Politik pemerintah Australia terhadap Republik Indonesia baru berubah tahun 1947, setelah terlihat nyata, bahwa Belanda tidak mampu mempertahankan Indonesia sebagai jajahan. Australia memperhitungkan, bahwa apabila mereka meneruskan dukungan terhadap Belanda, dan kemudian ternyata Indonesia dapat menjadi negara besar yang merdeka dan berdaulat, Australia akan mendapat kesulitan menjalin hubungan bertetangga yang baik. Berdasarkan pertimbangan inilah maka terjadi perubahan sikap Australia.
Tidak dapat dipungkiri, bahwa apabila Australia sejak semula tidak mendukung Belanda, Belanda tidak mungkin dapat menguasai seluruh wilayah Indonesia Timur, dan tidak akan terjadi pembantaian ratusan rakyat Indonesia, seperti yang dilakukan oleh Westerling bersama anak buahnya di Sulawesi Selatan antara 11 Desember 1946 – Februari 1947, dan di tepat-tempat lain di Indonesia. Tidak akan terjadi peristiwa pembantaian di desa Rawagede, Kranggan, Gerbong Maut Bondowoso, Jembatan Ratapan Ibu di Payakumbuh, Sumatera Barat, dll.
Apabila berpegang pada hukum kausalitas, yaitu hukum sebab-dan-akibat (bahasa Jerman: Ursache und Wirkung), maka yang harus ikut bertanggungjawab atas terjadinya pembantaian terhadap ratusan ribu rakyat Indonesia antara tahun 1945 – 1950, setelah bangsa Indonesia menyatakan kemerdekaannya pada 17 Agustus 1945, adalah Inggris dan Australia!

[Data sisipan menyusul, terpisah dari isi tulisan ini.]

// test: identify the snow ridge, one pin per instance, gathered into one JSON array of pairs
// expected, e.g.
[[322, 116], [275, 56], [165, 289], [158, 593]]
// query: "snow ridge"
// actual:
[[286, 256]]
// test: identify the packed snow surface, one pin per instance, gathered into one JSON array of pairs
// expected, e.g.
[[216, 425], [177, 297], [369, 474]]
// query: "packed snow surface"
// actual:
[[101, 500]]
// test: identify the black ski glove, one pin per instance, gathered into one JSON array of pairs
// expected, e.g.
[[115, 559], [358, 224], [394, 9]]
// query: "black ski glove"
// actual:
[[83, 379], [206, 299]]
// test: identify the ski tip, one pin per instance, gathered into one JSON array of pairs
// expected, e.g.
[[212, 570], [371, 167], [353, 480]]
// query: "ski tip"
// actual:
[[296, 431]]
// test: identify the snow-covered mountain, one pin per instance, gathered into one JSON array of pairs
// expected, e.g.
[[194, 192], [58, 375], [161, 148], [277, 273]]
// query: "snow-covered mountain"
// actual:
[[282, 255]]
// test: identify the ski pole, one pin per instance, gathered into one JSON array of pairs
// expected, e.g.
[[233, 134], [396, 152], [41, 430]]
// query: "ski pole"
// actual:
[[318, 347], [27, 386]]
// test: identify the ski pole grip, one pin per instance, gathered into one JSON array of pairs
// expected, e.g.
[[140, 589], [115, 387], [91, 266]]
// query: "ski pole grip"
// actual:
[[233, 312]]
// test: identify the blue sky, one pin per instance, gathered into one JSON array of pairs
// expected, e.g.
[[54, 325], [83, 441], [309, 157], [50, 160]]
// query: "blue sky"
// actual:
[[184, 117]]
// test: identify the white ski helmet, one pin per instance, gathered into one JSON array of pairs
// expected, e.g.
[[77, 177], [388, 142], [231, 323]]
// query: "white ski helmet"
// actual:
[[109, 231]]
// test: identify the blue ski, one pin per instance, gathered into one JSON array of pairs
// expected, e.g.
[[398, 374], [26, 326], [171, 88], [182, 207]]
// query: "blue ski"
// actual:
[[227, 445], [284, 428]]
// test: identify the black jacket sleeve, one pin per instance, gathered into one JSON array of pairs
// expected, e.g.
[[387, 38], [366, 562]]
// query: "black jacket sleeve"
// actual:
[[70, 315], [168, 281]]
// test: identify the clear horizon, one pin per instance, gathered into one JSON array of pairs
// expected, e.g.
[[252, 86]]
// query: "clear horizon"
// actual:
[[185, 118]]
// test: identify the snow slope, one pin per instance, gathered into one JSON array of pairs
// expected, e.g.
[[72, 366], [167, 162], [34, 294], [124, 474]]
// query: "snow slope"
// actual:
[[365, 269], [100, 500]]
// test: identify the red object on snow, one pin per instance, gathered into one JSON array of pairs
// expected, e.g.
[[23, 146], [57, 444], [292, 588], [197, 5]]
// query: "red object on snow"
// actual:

Kesimpulan dalam sejarahnya :
Belanda tidak mau mengakui proklamasi kemerdekaan Indonesia 17 Agustus 1945, bahkan sampai detik ini, 6 September 2014. Setelah Jepang menyerah kepada tentara Sekutu (Allied Forces), Belanda “merasa” masih memiliki hak atas wilayah yang pada 9 Maret 1942 telah diserahkan kepada predator baru: Jepang.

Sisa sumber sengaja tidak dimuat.